Category Archives: Data

Migrating MySQL from AWS RDS to EC2

Applications that use MySQL as their underlying RDBMS commonly evolve as follows:

  1. Application and MySQL server on same EC2 instance
  2. Application balanced between multiple EC2 instances and MySQL server moved to RDS instance
  3. MySQL server moved back to EC2 with DIY High Availability infrastructure
  4. MySQL server moved to Bare Metal with DIY High Availability infrastructure in Co-Lo data centre

As each of these migration steps arrives, the size of the dataset under MySQL management is larger, and the availability of the application more critical, making each step exponentially more complex.

In recent months, I have had to manage Step 3 in this live cycle (the migration back to EC2 from RDS). The following is an account of my experience.

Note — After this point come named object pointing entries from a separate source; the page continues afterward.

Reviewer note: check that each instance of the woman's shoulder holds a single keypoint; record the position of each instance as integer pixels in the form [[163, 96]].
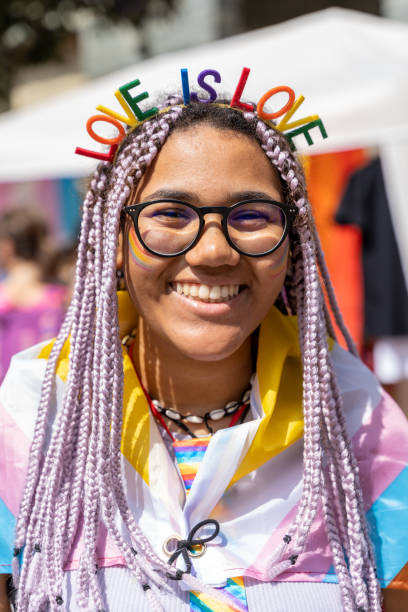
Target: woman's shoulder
[[19, 400]]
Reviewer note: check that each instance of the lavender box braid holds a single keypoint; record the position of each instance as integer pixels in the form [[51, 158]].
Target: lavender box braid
[[78, 472]]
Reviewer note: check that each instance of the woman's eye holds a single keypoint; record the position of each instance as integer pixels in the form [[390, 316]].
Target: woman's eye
[[250, 215]]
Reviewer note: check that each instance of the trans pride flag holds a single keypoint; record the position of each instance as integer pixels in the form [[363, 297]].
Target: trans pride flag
[[250, 478]]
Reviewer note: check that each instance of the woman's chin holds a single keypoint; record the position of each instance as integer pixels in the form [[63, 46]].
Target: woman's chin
[[209, 347]]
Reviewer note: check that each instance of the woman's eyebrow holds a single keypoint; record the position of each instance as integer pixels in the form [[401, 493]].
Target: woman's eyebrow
[[189, 196], [175, 194]]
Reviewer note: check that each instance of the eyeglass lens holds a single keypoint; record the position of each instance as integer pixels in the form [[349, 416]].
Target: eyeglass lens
[[169, 227]]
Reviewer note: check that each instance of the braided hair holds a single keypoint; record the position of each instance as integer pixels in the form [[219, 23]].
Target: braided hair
[[74, 472]]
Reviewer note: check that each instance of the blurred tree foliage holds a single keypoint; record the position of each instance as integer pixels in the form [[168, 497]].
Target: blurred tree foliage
[[35, 31]]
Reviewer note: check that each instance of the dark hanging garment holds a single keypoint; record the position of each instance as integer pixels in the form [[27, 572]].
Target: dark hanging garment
[[365, 205]]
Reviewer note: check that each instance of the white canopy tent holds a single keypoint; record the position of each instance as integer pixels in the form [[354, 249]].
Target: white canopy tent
[[351, 67]]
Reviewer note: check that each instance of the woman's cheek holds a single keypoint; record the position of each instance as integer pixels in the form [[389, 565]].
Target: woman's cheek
[[138, 254], [279, 265]]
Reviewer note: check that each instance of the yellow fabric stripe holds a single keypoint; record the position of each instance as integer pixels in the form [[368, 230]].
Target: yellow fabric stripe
[[279, 370]]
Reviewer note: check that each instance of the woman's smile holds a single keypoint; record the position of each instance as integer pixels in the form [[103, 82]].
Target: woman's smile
[[206, 302]]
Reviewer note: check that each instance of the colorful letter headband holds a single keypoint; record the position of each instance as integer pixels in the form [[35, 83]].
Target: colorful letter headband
[[135, 116]]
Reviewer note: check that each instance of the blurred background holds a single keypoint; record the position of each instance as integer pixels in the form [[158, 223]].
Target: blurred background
[[59, 59]]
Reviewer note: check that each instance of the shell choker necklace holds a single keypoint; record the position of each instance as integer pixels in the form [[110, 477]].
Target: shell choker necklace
[[236, 409]]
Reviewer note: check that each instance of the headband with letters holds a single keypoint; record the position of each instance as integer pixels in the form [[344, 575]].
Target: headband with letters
[[135, 115]]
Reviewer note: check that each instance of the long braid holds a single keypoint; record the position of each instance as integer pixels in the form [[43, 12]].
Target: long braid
[[83, 459]]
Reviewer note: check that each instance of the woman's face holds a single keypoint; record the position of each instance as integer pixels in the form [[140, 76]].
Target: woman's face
[[205, 166]]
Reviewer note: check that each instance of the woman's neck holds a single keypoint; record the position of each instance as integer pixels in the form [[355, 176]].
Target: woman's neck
[[187, 385]]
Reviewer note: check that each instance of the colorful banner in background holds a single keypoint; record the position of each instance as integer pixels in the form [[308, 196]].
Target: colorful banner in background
[[327, 176], [60, 200]]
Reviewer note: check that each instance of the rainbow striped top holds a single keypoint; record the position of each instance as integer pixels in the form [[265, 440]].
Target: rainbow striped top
[[189, 454]]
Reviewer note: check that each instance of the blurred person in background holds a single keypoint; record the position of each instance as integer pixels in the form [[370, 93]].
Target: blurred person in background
[[31, 309]]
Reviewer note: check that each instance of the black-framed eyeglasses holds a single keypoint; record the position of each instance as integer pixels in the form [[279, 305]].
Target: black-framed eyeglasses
[[170, 227]]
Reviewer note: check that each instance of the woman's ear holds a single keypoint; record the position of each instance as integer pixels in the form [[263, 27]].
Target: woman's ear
[[119, 252]]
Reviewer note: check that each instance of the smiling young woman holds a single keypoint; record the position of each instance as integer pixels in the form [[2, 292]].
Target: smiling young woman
[[201, 440]]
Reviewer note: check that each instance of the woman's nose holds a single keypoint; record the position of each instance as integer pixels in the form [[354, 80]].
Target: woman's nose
[[212, 249]]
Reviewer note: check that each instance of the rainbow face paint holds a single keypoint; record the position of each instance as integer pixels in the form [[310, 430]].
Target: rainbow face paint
[[140, 256], [135, 115]]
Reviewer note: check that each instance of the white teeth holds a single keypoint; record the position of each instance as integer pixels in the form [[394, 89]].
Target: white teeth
[[205, 293], [215, 292]]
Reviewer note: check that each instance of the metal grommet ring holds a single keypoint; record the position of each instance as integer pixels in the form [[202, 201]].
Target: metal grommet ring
[[199, 550], [166, 549]]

The dataset involved was 4TB in size. That isn’t huge by today’s standards, but its large enough to involve multiple days of data transfer and to require something more than a mysqldump and import in your planning.

The dataset was also highly volatile, in that it was being augmented 24/7, and relied on stored procedures to aggregate data on a daily basis on which commercial SLAs were based. In other words, stopping updates to the dataset for anything more than a couple of hours was not an option.

Time pressure was a further consideration. RDS has a hard limit of 6TB of disk space for an instance (and a 2TB file size limit), and our application was due to introduce new functionality that would increase the rate of data accumulation dramatically. We estimated that we had 2-3 months to complete the transition before the 6TB limit appeared on the horizon.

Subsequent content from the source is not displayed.